Carbonell has devised well-known algorithms and methods for machine translation, with the ultimate dream being a foolproof Star Trek-like universal translator. His bigger mission, along with his fellow scientists at LTI, is to develop technologies that get the right information to the right people at the right time in the right language in the right media at the right level of detail. They call it their Bill of Rights. “Our work aims to permit considerably more understanding and communication worldwide.” For instance, he is building tools to help preserve minority languages on the brink of extinction, and released his data on Haitian Creole last winter to speed development of a Web-based translation system for use by relief workers on the earthquake-ravaged island.
And machine translation is just one important piece of this puzzle.
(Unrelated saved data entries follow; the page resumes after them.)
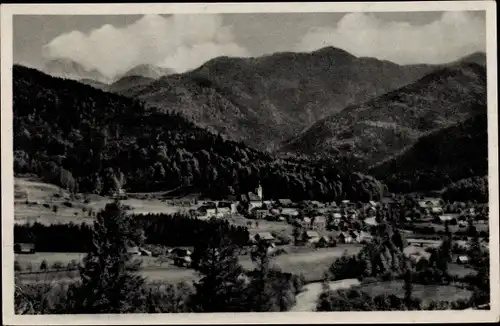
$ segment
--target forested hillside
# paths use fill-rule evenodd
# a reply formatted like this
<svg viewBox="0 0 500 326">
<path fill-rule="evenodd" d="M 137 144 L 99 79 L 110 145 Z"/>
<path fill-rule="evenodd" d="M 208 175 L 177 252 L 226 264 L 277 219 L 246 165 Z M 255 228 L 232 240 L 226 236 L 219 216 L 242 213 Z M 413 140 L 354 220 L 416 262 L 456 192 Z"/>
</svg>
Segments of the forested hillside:
<svg viewBox="0 0 500 326">
<path fill-rule="evenodd" d="M 258 149 L 273 150 L 317 120 L 435 69 L 358 58 L 327 47 L 257 58 L 218 57 L 198 69 L 117 90 Z"/>
<path fill-rule="evenodd" d="M 422 137 L 412 148 L 375 166 L 370 173 L 393 191 L 441 189 L 460 179 L 487 175 L 486 107 L 481 110 L 485 113 Z M 463 195 L 458 197 L 464 200 Z M 474 197 L 484 199 L 481 194 Z"/>
<path fill-rule="evenodd" d="M 274 157 L 137 100 L 14 66 L 14 167 L 69 190 L 183 188 L 214 197 L 369 200 L 380 183 L 335 162 Z M 123 175 L 123 178 L 121 177 Z M 124 183 L 124 184 L 122 184 Z"/>
<path fill-rule="evenodd" d="M 283 151 L 348 154 L 373 165 L 398 154 L 429 132 L 484 113 L 485 67 L 458 63 L 330 115 L 287 143 Z"/>
</svg>

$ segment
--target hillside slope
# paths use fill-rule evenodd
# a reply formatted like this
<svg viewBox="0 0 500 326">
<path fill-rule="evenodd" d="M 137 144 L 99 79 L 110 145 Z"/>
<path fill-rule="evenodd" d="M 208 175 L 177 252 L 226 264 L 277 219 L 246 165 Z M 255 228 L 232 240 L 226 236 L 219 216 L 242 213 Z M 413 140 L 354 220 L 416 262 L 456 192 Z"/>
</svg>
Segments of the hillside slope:
<svg viewBox="0 0 500 326">
<path fill-rule="evenodd" d="M 273 150 L 322 117 L 409 84 L 434 68 L 357 58 L 327 47 L 258 58 L 218 57 L 193 71 L 117 92 Z"/>
<path fill-rule="evenodd" d="M 351 154 L 367 165 L 388 159 L 419 137 L 486 112 L 486 71 L 460 63 L 318 121 L 282 150 Z"/>
<path fill-rule="evenodd" d="M 381 184 L 331 164 L 276 159 L 225 140 L 178 114 L 13 68 L 14 168 L 69 190 L 108 194 L 184 189 L 210 196 L 254 190 L 267 198 L 370 200 Z"/>
<path fill-rule="evenodd" d="M 486 108 L 483 107 L 484 112 Z M 435 190 L 488 174 L 486 113 L 420 138 L 400 155 L 370 170 L 392 191 Z"/>
</svg>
Other research is ongoing in fields such as information retrieval and Web search engines, text mining, digital libraries and speech recognition and synthesis.
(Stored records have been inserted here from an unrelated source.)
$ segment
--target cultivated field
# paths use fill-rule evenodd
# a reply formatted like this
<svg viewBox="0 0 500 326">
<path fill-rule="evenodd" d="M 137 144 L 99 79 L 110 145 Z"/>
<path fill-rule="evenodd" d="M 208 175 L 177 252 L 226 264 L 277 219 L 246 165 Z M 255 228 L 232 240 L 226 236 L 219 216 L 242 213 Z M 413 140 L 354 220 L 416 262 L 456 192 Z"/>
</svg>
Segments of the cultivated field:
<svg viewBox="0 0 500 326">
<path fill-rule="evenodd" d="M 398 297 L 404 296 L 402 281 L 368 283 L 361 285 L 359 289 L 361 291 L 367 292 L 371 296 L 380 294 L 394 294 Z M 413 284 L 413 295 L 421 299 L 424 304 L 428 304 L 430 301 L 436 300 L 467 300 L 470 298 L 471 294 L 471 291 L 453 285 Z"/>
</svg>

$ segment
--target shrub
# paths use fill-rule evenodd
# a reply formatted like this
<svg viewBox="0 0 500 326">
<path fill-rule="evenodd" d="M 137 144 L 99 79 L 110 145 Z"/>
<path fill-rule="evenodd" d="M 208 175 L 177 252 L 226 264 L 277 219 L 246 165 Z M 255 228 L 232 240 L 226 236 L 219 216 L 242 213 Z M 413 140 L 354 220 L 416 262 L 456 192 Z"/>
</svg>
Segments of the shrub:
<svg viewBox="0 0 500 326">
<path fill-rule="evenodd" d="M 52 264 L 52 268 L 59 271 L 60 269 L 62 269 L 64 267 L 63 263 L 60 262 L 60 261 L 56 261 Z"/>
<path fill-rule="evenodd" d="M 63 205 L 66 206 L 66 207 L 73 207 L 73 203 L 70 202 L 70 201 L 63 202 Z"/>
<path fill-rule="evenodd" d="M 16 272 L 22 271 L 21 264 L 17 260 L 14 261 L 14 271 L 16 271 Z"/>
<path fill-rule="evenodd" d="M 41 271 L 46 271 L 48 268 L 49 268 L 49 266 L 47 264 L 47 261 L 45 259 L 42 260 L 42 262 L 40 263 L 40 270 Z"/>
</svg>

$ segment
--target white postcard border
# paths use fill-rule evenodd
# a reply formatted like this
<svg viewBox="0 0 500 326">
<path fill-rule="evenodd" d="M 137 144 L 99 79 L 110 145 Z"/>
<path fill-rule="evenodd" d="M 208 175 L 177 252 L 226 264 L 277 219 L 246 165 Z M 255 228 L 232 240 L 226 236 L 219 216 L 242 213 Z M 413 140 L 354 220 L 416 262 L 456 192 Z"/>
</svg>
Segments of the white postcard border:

Call the Port Authority of Allegheny County after business hours, and you will receive help finding the right bus from “Let’s Go,” a speech recognition system created by LTI scientist Maxine Eskenazi and her colleagues. Another program is being built to allow Pittsburgh residents to report potholes and snow removal issues on nights and weekends when the city’s 311 operators aren’t staffing the phones.Eskenazi also has developed an algorithm that can pinpoint and correct foreign speakers’ pronunciation errors in English. This technology was licensed to a company called Carnegie Speech, whose software is being used worldwide to teach English faster and more effectively to call-center employees, international pilots and healthcare workers. Military personnel are turning to Carnegie Speech to learn Russian and Iraqi Arabic.
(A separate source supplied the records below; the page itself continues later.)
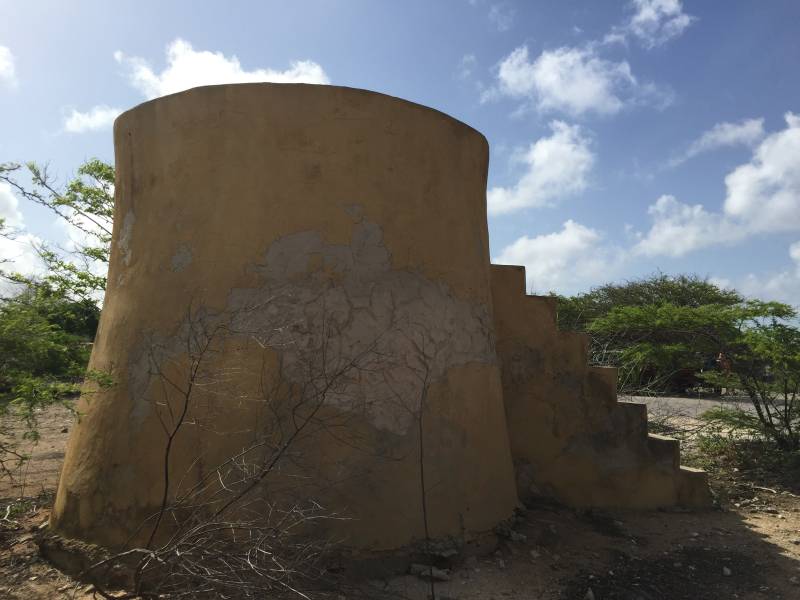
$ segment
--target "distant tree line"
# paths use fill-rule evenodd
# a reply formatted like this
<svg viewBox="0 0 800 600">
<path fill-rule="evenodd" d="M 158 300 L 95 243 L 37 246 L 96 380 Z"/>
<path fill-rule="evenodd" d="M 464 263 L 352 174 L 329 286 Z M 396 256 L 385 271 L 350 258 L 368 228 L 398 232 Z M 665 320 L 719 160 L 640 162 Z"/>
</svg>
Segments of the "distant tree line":
<svg viewBox="0 0 800 600">
<path fill-rule="evenodd" d="M 696 275 L 558 296 L 559 327 L 590 336 L 591 362 L 617 367 L 622 393 L 741 392 L 755 409 L 751 428 L 787 449 L 800 447 L 796 319 L 787 304 L 748 299 Z"/>
</svg>

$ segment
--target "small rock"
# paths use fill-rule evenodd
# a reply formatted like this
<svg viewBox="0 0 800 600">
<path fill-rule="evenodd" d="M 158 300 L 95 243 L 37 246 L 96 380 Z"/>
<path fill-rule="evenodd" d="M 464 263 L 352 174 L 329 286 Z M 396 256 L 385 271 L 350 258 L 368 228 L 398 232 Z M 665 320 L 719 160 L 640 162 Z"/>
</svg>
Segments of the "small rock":
<svg viewBox="0 0 800 600">
<path fill-rule="evenodd" d="M 512 542 L 525 542 L 528 539 L 528 536 L 524 533 L 518 533 L 516 531 L 511 531 L 509 534 L 509 539 Z"/>
<path fill-rule="evenodd" d="M 61 433 L 69 433 L 69 427 L 64 427 L 64 429 L 61 430 Z"/>
<path fill-rule="evenodd" d="M 592 588 L 586 590 L 586 594 L 584 594 L 583 600 L 594 600 L 594 592 L 592 591 Z"/>
<path fill-rule="evenodd" d="M 464 560 L 464 566 L 468 569 L 474 569 L 478 566 L 478 558 L 476 556 L 468 556 Z"/>
<path fill-rule="evenodd" d="M 722 574 L 725 577 L 730 577 L 731 576 L 731 570 L 728 567 L 722 567 Z"/>
<path fill-rule="evenodd" d="M 800 541 L 800 540 L 798 540 L 798 541 Z M 541 556 L 540 552 L 538 552 L 537 550 L 531 550 L 531 558 L 536 559 L 536 558 L 539 558 L 540 556 Z"/>
<path fill-rule="evenodd" d="M 497 566 L 500 567 L 501 569 L 505 569 L 506 568 L 506 561 L 504 561 L 502 558 L 498 558 L 497 559 Z"/>
</svg>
“At some point you want to give back and see the things you do actually benefit people,” Eskenazi says. “That’s been the greatest part of spinning off a company.”
In fact, a dozen or so other language technology companies in the region are doing their part to give back, stimulating the local economy while helping facilitate global communication. Among the most well-known are Vocollect and Vivisimo. LTI spinoffs Cepstral, M*Modal, Bueda, and Akustica are also working to tear down the proverbial Tower of Babel, one innovation at a time. “It’s underappreciated how big a player Pittsburgh is in the language technology business,” says Byron Spice, former science editor at the Pittsburgh Post-Gazette and director of media relations at Carnegie Mellon’s School of Computer Science.
One of the newest ventures on the scene is Safaba, a Squirrel Hill-based start-up launched in 2009 by Carnegie Mellon associate research professor Alon Lavie and partner Bob Olszewski. Safaba is developing software to make custom machine translation solutions affordable for commercial clients, helping to meet the growing demand for fast, accurate translation services.
“The thing that’s fascinated me since I started working on machine translation was that this wasn’t just some theoretical problem in computer science,” Lavie says. “It was something where if I made some real contributions, I would probably see, in my lifetime, those contributions helping people on a day-to-day basis.”
You can experience some of this potential firsthand by downloading the Jibbigo speech translation app for your iPhone, created by Carnegie Mellon computer science professor Alex Waibel. You talk in one language, and it talks back in another. For example, you say: “Hello. How are you?” Your phone replies: “Hola. Cómo estás?”Jibbigo currently translates between English and Spanish, Japanese, Chinese and Iraqi Arabic. If only it could convert my daughter’s daily stream of “nos” and temper tantrums into “yeses” and rational dialogue. An automated English-“toddler-ese” translator. Now that would be innovation, indeed.